OpenCL finer grained parallelism

Hello! I was interested in using OpenCL on the new Intel Haswell, by creating two kernels, one that will work on the CPU and one that will work on the GPU. The problem I am facing is that the two kernels need to have some synchronization points. I saw that there is a way of creating sync points but at command queue level. I am not interested in that cause than I will have a lot of code on the host code. I would like to have everything done on kernel level. And haswell somewhat provides better situations, because the CPU and GPU are on the same die, and they share the memory hierarchy.

What I did so far was to create a common buffer between the two devices. The two devices should synchronize on that buffer. However there is a weird thing going on. The GPU always sees what the CPU writes, however the CPU does not see what the GPU writes. Why is that? I am using clCreateBuffer with CL_MEM_USE_HOST_PTR. Shouldn’t the values produced either by cpu and gpu reside in the same location. I understood that there might be some data saved on caches and only written back to main memory when the kernel finishes, but I tried huge sizes of vectors and it still did not do anything.

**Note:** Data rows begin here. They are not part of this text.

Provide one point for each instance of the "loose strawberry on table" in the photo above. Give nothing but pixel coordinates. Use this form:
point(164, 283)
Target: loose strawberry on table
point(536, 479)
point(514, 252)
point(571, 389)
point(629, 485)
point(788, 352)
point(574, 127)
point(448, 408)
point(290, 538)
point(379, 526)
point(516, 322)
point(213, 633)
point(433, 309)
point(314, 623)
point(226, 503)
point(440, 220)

Can some give me some advice or answers?

Thanks,
Doru

You need to use clEnqueueMapBuffer to get host access and then clEnqueueUnmapMemObject to give it back to the GPU.

You can use events to synchronize between CPU and GPU as needed.

You’ll have to wait for OpenCL 2.0 SVM implementations to have finer grained memory sharing.

I see OpenCL 2.0 SVM will have a memory consistency between CPU and GPU or a mechanism do orchestration between the two of them?

Thanks for the information.

However another idea popped up, although it seems it does not work and I was wondering why. The idea is as follows:
I will have the first kernel (the big kernel) that I will launch on the GPU:

__kernel do_work(…args…) {
//code
sync point
//code
sync point
//code
}

Every time I need to sync the CPU with the GPU I will launch another small kernel on the GPU that will have just the sync point to unlock the code in the first big kernel.

In order to do that I need two different command queues for the same device GPU, and I will launch one kernel on the first command queue, while the second one on the second command queue. In order to do the sync I will need an array where I will write 0 and 1 for the pseudo barrier to have any effect. I am passing the same cl_mem object to both kernels. It should work, because the device has the same image of the memory with both kernels.

What am I doing wrong?

Thanks